The initial livery was grayish-blue across all cars. However, with the introduction of first class in the 1950s, the RATP had first class cars in the middle colored red, a trend that did not catch on. RATP eventually incorporated yellow into the color scheme, between gray and blue bands.

The model is unusual in that the driving cab could double as passenger accommodation. A door existed which, when opened, allowed access to the control panel. A folding seat was attached to the side of the door, allowing for the conductor to be seated. When the door was closed, it hid the control panel allowing additional passenger space.

==MA on Line 13==
RATP decided to place the MA on Line 13, a forked line whose branches were poorly serviced during off-peak hours and which also had a terminus newly adapted to the MA rolling stock. Trains circulated with two coupled trainsets during peak hours and single trainsets during off-peak hours.

Ordered late, the MA arrived on line 13 in 1952, allowing for line 13's extension from Porte de Saint-Ouen to Carrefour Pleyel.
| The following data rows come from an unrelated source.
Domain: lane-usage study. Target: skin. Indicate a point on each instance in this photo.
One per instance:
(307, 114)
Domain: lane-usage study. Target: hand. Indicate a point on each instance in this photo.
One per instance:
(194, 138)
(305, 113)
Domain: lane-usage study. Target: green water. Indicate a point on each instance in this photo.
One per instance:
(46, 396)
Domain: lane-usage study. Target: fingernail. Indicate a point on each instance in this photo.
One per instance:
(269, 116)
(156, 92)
The MA rolling stock was as loud as its Sprague-Thomson predecessor. It was equipped with a modulated pneumatic braking system that was deemed acceptable in 1952, then declared outdated in the 1960s. RATP lost interest in using only pneumatic braking on cars and as a result the MP 51 was put in service.
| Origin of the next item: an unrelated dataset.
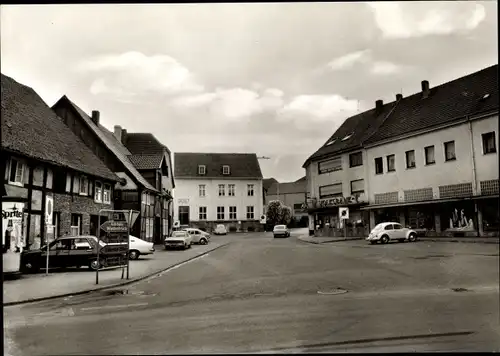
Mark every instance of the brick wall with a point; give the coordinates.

Decoupling was abandoned in 1972. The MA rolling stock continued serving on line 13 during its expansion to Champs-Élysées, but the sets were transferred to Line 10 between 1975 and 1976 in order to make way for the merging of Lines 13 and then-14 as well as a new upcoming rolling stock, the MF 77, still used today despite its upcoming replacement to the brand new MF 19 expected by 2030.

==MA on Line 10==
Because the metro network still contained many Sprague-model stock in 1974, the RATP decided not to eliminate the MA but instead to modernize it and use it on a line experiencing only light traffic. As a result, the trains were renovated and put in service on Line 10 with six cars permanently attached. A new dark-blue livery was applied, similar to that of the then-new MP 73.
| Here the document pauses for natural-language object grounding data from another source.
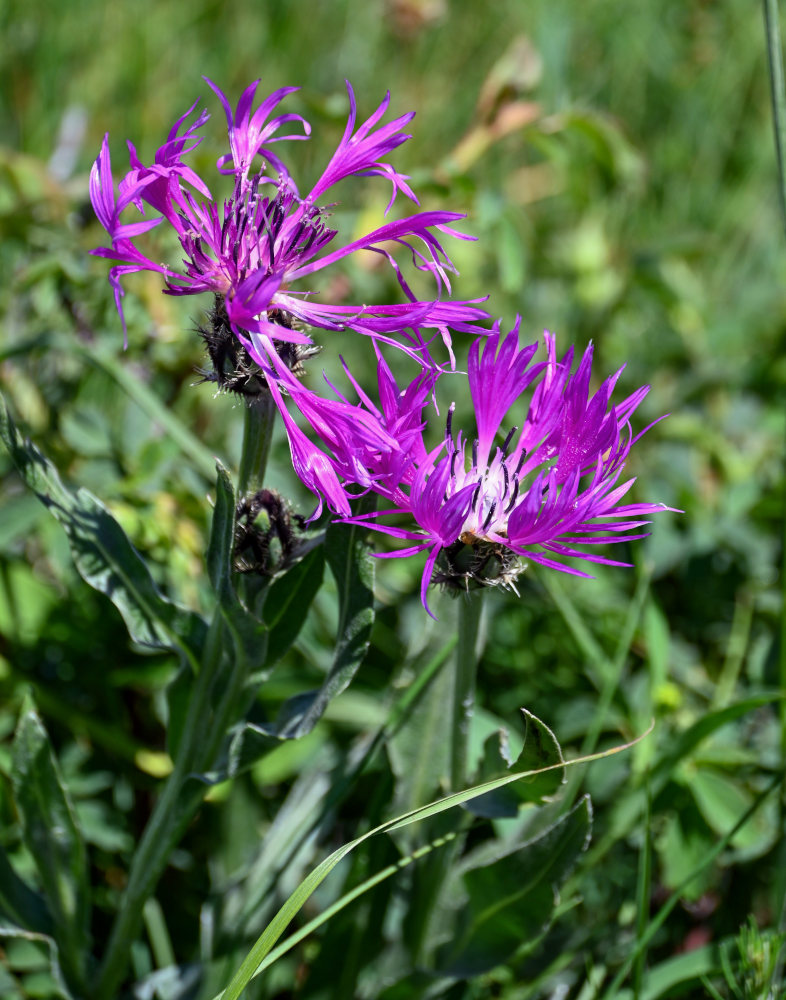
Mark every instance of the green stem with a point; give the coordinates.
(167, 822)
(257, 432)
(470, 613)
(778, 97)
(206, 724)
First class was moved to a long body section and lighting followed that of the MP 73. The interior walls contained a blue tint adopted by the MP 73 as well as the new MF 67 E&F. During the 1980s, the door that hid the control panel was removed and the cabins were occupied only by RATP conductors. This resulted in the largest driving cabin of the network at the time.

Unable to accommodate autopilot and equipped with brakes that proved too delicate for steel rail tracks, the MA's replacement with newer rolling stock became inevitable. Replacement of the MA with MF 67 trains began in 1988 and was completed in 1994, with the last MA train serving on June 15. These MF 67 trains came to line 10 from Line 7bis (which then received the MF 88), and are only replaced nowadays with the arrival of the brand new MF 19. Two MA trainsets have been preserved - one by the RATP and the other by ADEMAS, a French association of railway enthusiasts.